Creamy Sweet Potato and Pecan Soup

Serves 6.

Note: The longer you sauté the onions, the better; if I have time, I just turn the burner to low and let them caramelize for an hour. The cayenne provides a tiny bit of sparkle in the dish, cutting the richness with a tingle of heat. For less heat, try it with just a pinch and see how you like it. From Robin Asbell.

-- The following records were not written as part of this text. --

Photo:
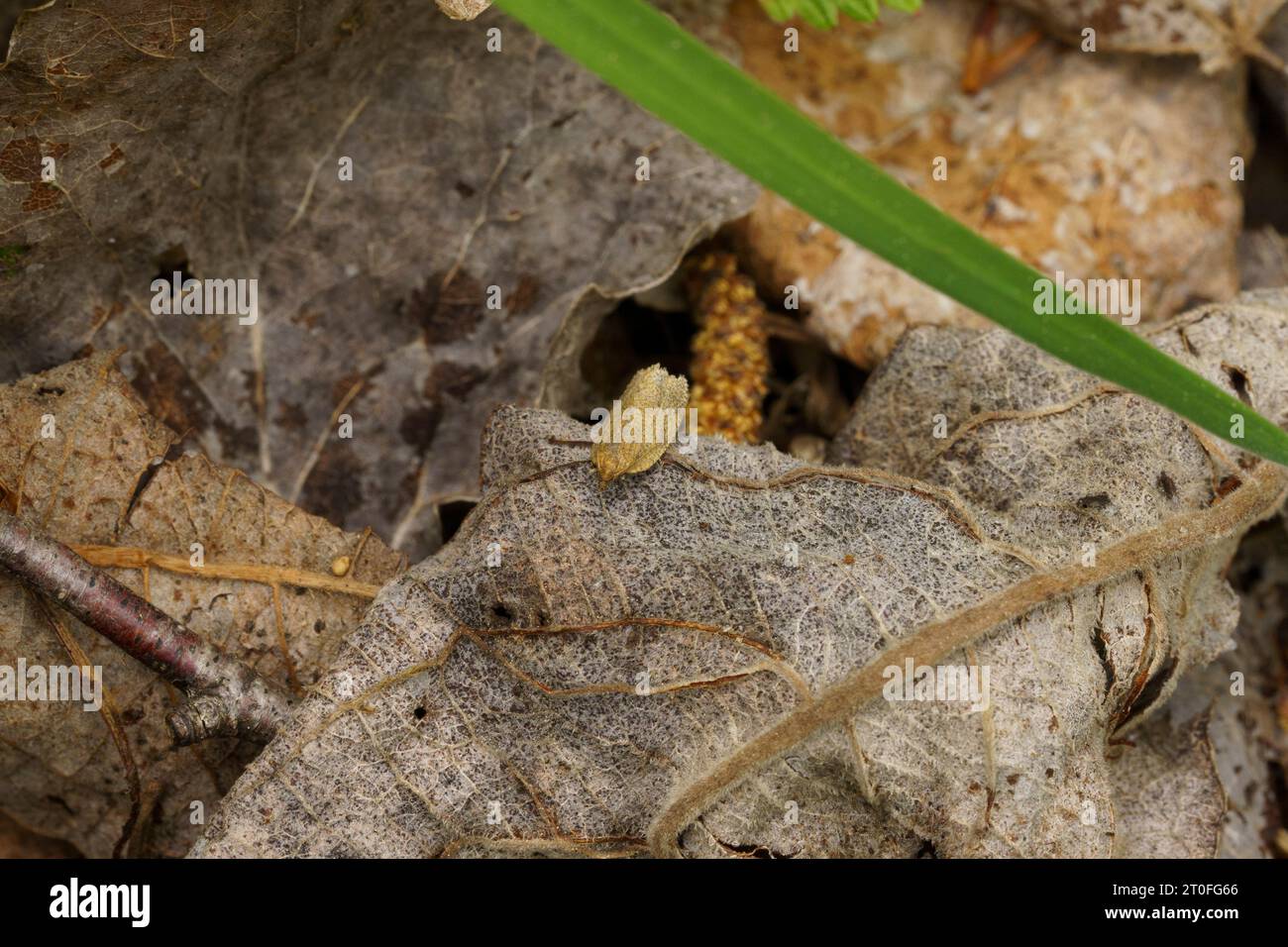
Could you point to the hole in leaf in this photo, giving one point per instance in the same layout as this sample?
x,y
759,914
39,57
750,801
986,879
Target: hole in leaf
x,y
451,514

• 2 tbsp. extra-virgin olive oil, divided

• 2 medium yellow onions, chopped

• 2 medium sweet potatoes, about 6 c., 1/2 in.-cubes

• 1/2 c. pecan pieces plus 1/2 c. pecan halves, divided

• 1 tsp. dried thyme

• 1 1/2 tsp. salt

• 1 c. nondairy creamer or half-and-half

• 1/2 tsp. cayenne pepper

• 2 tbsp. fresh sage, slivered


Place a large pot over medium-high heat and drizzle in 1 tablespoon olive oil. Add the onions and stir until they start to sizzle, then reduce the heat to medium-low. Cook for at least 5 minutes, until soft and golden.

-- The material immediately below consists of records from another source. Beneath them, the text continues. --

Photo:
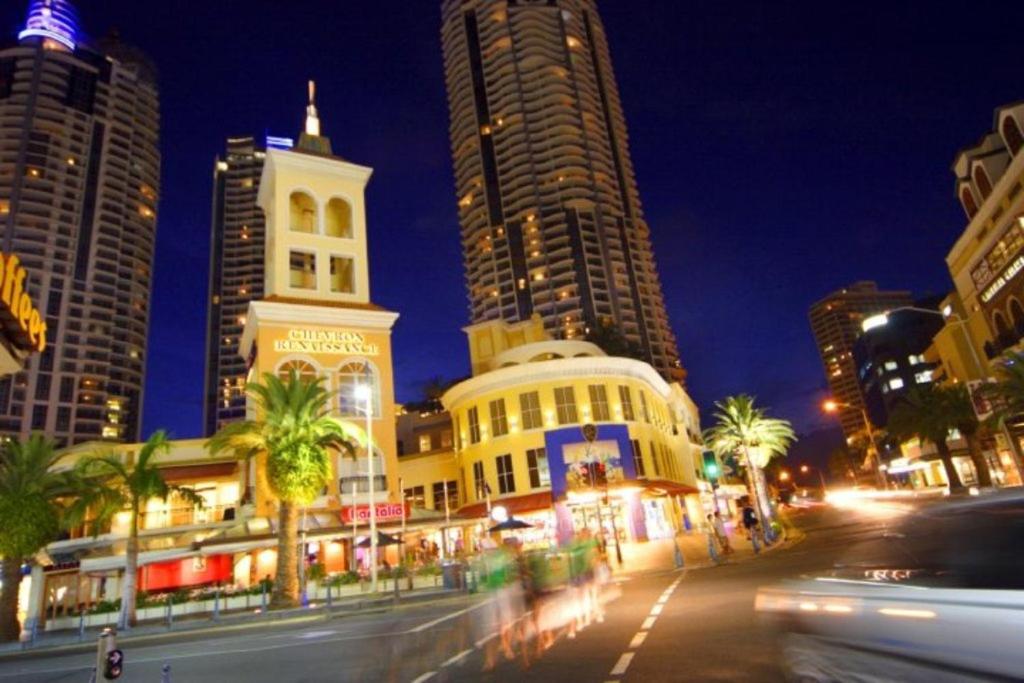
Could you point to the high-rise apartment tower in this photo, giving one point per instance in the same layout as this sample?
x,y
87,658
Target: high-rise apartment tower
x,y
79,186
548,203
836,322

Add the sweet potatoes, pecan pieces (not halves) and thyme and stir, cook for about 5 minutes longer. Add 2 cups water and salt, and increase the heat to bring to a boil. Cover the pot and reduce the heat to simmer, and cook for 10 minutes.

The sweet potatoes should be very tender when pierced with a knife. Transfer the mixture to a blender, being careful with the hot liquid. Secure the lid and hold it down with a folded towel, and blend the soup until smooth. Add the creamer or half-and-half and cayenne, then blend again until smooth. Transfer to the pot and reheat as needed.

For the garnish, place a small sauté pan over medium heat. Drizzle in the remaining 1 tablespoon olive oil and add the pecan halves. Stir and toast the pecans for about 2 minutes, then add the sage leaves. Stir and cook until the sage is dark green and fragrant and the pecans are lightly toasted, about 30 seconds more. Transfer to a bowl.

Serve soup in individual bowls, topped with a heaping tablespoon of pecans and sage.

Nutrition information per serving:

Calories 335 Fat 20 g Sodium 670 mg

Carbohydrates 38 g Saturated fat 2 g Added sugars 2 g

Protein 4 g Cholesterol 0 mg Dietary fiber 6 g

Exchanges per serving: 1 starch, 1 ½ carb, 4 fat.